I want to avoid recursive mutexes (more costly than plain mutexes) unless I really have to.

---

^{NB: The real program is a bit more complex. Actually, all the methods are inside a class which maintain a naming bi-directional relation on "items". So I have inside that class a map from items to names and another from names to items. beta would be the internal method adding really a naming, and alpha and gamma would be the methods finding -or adding- an item by its name, or a name by its item.}

^{PS: the real program is not yet released, but should become part of MELT - its future monitor; you can download it (alpha stage, very buggy) from here (a temporary location)}

Answer 1

Strictly speaking, the question was about checking the lockedness of std::mutex directly. However, if encapsulating it in a new class is allowed, it's very easy to do so:

class mutex :     public std::mutex { public: #ifndef NDEBUG     void lock()     {         std::mutex::lock();         m_holder = std::this_thread::get_id();      } #endif // #ifndef NDEBUG  #ifndef NDEBUG     void unlock()     {         m_holder = std::thread::id();         std::mutex::unlock();     } #endif // #ifndef NDEBUG  #ifndef NDEBUG     /**     * @return true iff the mutex is locked by the caller of this method. */     bool locked_by_caller() const     {         return m_holder == std::this_thread::get_id();     } #endif // #ifndef NDEBUG  private: #ifndef NDEBUG     std::atomic<std::thread::id> m_holder; #endif // #ifndef NDEBUG }; 

Note the following:

1. In release mode, this has zero overhead over std::mutex except possibly for construction/destruction (which is a non-issue for mutex objects).
2. The m_holder member is only accessed between taking the mutex and releasing it. Thus the mutex itself serves as the mutex of m_holder. With very weak assumptions on the type std::thread::id, locked_by_caller will work correctly.
3. Other STL components, e.g., std::lock_guard are templates, so they work well with this new class.

Answer 2

std::unique_lock<L> has owns_lock member function (equivalent of is_locked as you say).

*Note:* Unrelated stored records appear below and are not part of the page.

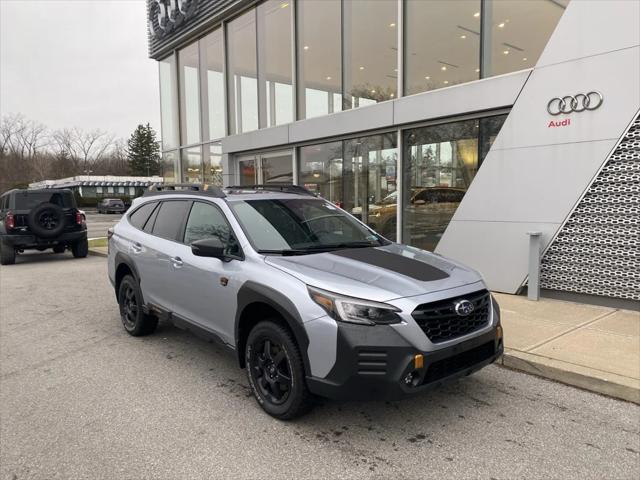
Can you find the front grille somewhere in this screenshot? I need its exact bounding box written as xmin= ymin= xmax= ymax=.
xmin=411 ymin=290 xmax=491 ymax=343
xmin=422 ymin=340 xmax=495 ymax=385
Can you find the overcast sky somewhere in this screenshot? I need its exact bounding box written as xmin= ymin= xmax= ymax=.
xmin=0 ymin=0 xmax=160 ymax=138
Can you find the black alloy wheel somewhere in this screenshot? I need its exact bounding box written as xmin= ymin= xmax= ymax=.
xmin=245 ymin=319 xmax=313 ymax=420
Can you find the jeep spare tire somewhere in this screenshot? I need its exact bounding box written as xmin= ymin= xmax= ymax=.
xmin=27 ymin=202 xmax=65 ymax=238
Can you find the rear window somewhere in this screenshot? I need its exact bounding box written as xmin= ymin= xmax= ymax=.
xmin=13 ymin=191 xmax=75 ymax=210
xmin=129 ymin=202 xmax=158 ymax=230
xmin=153 ymin=200 xmax=191 ymax=241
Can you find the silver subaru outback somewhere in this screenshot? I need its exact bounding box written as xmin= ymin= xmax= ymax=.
xmin=108 ymin=185 xmax=503 ymax=419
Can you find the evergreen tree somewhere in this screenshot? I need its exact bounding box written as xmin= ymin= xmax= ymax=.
xmin=127 ymin=123 xmax=160 ymax=177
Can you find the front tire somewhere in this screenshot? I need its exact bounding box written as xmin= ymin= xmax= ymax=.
xmin=245 ymin=320 xmax=312 ymax=420
xmin=0 ymin=240 xmax=16 ymax=265
xmin=118 ymin=275 xmax=158 ymax=337
xmin=71 ymin=238 xmax=89 ymax=258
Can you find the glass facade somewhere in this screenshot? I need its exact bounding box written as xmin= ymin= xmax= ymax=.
xmin=227 ymin=9 xmax=258 ymax=134
xmin=402 ymin=115 xmax=506 ymax=250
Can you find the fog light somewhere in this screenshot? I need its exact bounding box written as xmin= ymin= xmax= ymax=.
xmin=413 ymin=353 xmax=424 ymax=369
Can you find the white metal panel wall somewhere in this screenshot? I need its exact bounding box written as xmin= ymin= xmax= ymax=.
xmin=436 ymin=0 xmax=640 ymax=293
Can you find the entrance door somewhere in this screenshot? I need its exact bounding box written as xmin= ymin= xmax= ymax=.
xmin=238 ymin=151 xmax=293 ymax=185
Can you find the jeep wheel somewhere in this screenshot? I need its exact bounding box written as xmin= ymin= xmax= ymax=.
xmin=118 ymin=275 xmax=158 ymax=337
xmin=245 ymin=321 xmax=312 ymax=420
xmin=71 ymin=238 xmax=89 ymax=258
xmin=0 ymin=240 xmax=16 ymax=265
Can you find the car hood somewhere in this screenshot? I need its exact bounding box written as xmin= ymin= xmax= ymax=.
xmin=265 ymin=244 xmax=482 ymax=302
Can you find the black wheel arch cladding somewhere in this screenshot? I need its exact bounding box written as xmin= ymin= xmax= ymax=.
xmin=234 ymin=281 xmax=311 ymax=375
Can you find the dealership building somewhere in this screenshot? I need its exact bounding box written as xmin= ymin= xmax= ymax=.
xmin=147 ymin=0 xmax=640 ymax=308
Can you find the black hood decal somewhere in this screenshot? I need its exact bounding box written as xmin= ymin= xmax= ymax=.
xmin=330 ymin=248 xmax=449 ymax=282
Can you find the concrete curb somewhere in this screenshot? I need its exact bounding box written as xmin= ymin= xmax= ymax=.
xmin=499 ymin=349 xmax=640 ymax=404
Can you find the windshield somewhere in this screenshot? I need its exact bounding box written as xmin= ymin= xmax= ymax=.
xmin=229 ymin=198 xmax=389 ymax=255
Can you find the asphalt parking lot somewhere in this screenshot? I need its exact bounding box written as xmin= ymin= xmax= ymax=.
xmin=0 ymin=252 xmax=640 ymax=479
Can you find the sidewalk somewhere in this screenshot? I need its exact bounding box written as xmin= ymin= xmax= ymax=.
xmin=494 ymin=293 xmax=640 ymax=404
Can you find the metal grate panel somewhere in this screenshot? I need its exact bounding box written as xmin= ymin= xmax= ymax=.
xmin=540 ymin=115 xmax=640 ymax=300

std::mutex gmtx; std::unique_lock<std::mutex> glock(gmtx, std::defer_lock);  void alpha(void) {    std::lock_guard<decltype(glock)> g(glock);    beta(void);    // some other work } void beta(void) {    assert(glock.owns_lock()); // or just assert(glock);    // some real work } 

EDIT: In this solution, all lock operations should be performed via unique_lock glock not 'raw' mutex gmtx. For example, alpha member function is rewritten with lock_guard<unique_lock<mutex>> (or simply lock_guard<decltype(glock)>).